En tercer lugar, señala Tomás de Aquino que es curioso quien desea“conocer la verdad sobre las criaturas sin ordenarlo a su debido fin, es decir, al conocimiento de Dios”. En un mundo secularizado y que vive como si Dios no existiera, este parece ser el punto de más difícil comprensión, no obstante, es una verdad que no se puede callar. En efecto, si nuestra inteligencia se ordena naturalmente a conocer aquella verdad total y absoluta que es Dios y, precisamente por ello, no se ve satisfecha con el conocimiento de las criaturas. Permanecer en el conocimiento de ellas y no ordenarse a trascenderlas es ir contra el mismo orden natural de la razón. Es forzar a la razón que está orientada hacia lo alto, a que, como los animales, dirija su mirada al suelo. Santo Tomás refuerza este punto con una cita admirable de San Agustín que señala: “Al considerar las criaturas, no debemos poner una curiosidad vana y perecedera, sino que debemos utilizarlas como medios para elevarnos al conocimiento de las cosas inmortales”. De lo cual se deduce claramente que de ninguna manera se debe interpretar este punto como una condena al deseo de descubrir los secretos de la naturaleza. Pero, pretender agotar las capacidades del entendimiento humano, en cierto modo infinito, con aquellos conocimientos que proceden exclusivamente de las criaturas, es como pretender alcanzar la felicidad poseyendo todos los bienes materiales.

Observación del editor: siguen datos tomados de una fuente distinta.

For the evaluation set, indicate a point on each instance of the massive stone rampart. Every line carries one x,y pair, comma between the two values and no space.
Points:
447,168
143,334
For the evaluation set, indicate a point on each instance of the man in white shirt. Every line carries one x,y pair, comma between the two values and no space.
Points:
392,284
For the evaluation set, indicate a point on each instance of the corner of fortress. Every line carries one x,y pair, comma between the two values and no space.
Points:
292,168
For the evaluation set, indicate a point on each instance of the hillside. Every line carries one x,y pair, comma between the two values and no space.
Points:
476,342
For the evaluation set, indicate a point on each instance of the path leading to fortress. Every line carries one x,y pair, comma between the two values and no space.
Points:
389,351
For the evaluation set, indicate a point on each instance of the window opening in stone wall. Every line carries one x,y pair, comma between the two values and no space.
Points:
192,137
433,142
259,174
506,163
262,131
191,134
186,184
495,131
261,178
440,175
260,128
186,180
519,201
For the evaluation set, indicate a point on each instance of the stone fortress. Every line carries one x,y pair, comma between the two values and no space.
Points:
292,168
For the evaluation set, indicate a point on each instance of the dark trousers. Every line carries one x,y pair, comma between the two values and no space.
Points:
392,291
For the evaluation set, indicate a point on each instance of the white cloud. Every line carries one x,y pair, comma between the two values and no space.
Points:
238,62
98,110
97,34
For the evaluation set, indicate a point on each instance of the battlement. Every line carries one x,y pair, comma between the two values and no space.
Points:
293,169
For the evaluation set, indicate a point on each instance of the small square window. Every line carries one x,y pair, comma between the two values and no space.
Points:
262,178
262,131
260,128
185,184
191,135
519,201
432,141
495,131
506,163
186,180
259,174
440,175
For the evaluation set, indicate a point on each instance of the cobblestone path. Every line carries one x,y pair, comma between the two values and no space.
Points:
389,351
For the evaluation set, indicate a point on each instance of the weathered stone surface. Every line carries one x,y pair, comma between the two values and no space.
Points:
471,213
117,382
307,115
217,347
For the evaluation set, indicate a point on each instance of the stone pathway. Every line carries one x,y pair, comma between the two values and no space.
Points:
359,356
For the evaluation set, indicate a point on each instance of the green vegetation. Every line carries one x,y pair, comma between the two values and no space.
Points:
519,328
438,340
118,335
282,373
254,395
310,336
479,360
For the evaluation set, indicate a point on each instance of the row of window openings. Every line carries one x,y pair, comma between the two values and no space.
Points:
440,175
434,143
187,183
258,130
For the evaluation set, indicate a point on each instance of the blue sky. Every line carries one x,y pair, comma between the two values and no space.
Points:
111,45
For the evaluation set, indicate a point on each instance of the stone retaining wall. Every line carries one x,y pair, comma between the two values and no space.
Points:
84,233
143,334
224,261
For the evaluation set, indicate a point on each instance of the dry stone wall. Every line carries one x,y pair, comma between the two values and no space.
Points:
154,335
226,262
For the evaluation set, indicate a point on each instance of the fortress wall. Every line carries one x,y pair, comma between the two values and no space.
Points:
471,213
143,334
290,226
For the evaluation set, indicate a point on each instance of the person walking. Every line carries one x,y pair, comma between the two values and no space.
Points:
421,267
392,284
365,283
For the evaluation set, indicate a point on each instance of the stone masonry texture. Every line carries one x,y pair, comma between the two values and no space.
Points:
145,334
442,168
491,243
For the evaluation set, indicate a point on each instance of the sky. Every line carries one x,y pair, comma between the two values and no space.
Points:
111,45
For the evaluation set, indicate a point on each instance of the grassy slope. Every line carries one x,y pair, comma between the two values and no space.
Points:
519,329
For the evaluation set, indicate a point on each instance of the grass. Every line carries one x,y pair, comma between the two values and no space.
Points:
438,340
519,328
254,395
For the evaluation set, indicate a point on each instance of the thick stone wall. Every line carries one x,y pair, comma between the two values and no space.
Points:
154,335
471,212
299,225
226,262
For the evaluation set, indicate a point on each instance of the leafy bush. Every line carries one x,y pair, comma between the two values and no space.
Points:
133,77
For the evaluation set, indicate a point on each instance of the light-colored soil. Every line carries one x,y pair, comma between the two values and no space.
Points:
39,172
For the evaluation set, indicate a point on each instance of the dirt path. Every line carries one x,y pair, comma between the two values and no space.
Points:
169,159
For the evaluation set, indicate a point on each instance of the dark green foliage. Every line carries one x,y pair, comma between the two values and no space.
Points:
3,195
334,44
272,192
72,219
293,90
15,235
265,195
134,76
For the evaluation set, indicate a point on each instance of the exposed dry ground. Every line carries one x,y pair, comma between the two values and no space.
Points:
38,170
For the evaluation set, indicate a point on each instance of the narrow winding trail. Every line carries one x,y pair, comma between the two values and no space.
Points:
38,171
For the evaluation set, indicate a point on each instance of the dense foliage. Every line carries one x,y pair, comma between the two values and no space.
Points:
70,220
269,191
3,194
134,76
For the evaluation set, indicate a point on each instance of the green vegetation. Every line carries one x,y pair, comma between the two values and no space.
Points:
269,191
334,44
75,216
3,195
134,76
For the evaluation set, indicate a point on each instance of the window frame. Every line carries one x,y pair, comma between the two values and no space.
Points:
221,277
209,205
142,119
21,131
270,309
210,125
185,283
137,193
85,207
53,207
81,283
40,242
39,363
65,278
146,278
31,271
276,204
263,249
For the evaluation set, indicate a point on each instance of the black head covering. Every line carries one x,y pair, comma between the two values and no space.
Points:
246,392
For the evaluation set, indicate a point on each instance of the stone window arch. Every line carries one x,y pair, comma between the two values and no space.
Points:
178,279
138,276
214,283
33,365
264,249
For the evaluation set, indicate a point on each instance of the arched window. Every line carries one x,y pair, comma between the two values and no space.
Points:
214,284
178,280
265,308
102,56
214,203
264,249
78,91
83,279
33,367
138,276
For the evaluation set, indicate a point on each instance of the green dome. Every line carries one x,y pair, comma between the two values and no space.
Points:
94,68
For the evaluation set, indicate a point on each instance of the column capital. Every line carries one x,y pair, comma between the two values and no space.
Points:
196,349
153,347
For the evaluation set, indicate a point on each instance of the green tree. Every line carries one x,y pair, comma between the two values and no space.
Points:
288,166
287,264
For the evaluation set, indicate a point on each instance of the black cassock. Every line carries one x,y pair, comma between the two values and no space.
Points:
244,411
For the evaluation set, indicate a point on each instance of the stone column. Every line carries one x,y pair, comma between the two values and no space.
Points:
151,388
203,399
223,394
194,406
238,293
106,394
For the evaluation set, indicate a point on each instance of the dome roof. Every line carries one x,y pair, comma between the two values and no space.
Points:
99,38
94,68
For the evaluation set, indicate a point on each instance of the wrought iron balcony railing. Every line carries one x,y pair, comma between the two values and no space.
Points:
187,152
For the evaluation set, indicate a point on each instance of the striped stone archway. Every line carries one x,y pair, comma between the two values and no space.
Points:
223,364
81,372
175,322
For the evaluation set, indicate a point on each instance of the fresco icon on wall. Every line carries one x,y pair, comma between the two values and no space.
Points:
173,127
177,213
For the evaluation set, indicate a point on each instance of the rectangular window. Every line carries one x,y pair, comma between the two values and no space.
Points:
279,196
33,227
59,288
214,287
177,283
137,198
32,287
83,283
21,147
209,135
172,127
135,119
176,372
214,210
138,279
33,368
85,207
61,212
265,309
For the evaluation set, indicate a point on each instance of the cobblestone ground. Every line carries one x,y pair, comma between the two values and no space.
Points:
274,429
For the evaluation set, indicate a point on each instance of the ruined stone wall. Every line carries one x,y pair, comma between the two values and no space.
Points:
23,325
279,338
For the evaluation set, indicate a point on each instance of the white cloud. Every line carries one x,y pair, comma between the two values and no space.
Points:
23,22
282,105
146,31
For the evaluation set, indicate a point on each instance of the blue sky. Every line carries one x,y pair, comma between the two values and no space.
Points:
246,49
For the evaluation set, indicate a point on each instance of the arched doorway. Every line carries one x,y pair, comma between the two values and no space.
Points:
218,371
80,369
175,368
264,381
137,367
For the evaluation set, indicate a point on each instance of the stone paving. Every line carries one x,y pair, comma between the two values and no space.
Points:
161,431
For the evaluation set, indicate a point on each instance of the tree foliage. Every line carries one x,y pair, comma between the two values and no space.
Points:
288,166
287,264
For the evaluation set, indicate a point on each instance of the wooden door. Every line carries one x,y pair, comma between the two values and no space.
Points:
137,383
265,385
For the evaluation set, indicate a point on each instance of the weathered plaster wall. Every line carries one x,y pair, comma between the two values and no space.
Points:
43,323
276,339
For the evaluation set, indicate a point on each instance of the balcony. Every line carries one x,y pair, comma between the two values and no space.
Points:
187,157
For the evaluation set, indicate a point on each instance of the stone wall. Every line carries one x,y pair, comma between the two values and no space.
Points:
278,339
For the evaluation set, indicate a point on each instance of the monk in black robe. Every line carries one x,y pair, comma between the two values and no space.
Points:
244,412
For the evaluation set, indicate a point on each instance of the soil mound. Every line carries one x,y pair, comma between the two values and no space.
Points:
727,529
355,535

Y la verdad que aunque sepamos todo lo que es posible saber acerca de las criaturas, aunque poseamos todo el conocimiento científico, limitándonos de esa manera a las causas segundas, en realidad, aún no conocemos nada, ya que poseemos ciencia, pero carecemos de sabiduría.
Finalmente, se cae en el vicio de la curiosidad “aplicándose a la verdad por encima de la capacidad de nuestro ingenio, lo cual da lugar a que los hombres caigan fácilmente en errores”. Muchas veces movidos por la vanidad o el orgullo suele aspirarse a cosas más altas de las que uno en realidad puede, y es ese espíritu el que nos aconseja moderar Santo Tomás. Por ello, si bien no brinda ningún ejemplo concreto, a lo que apunta en definitiva es a que se practique la modestia y la humildad en el estudio, a que se busque la verdad por sí misma y no los beneficios que de ello se siguen, tal como lo hacían los sofistas en tiempos de Sócrates.
De esta manera, hemos visto que la curiosidad más que una virtud es un vicio, en tanto, supone un deseo inmoderado de conocer. Aquello que debemos incentivar en los jóvenes y cultivar nosotros mismos, no es la curiosidad, sino la estudiosidad. Es esta virtud la que ordena al hombre a la mejor y más perfecta adquisición de la ciencia y la sabiduría, mientras que la curiosidad lo desordena, entregándolo a conocimientos vanos e insustanciales.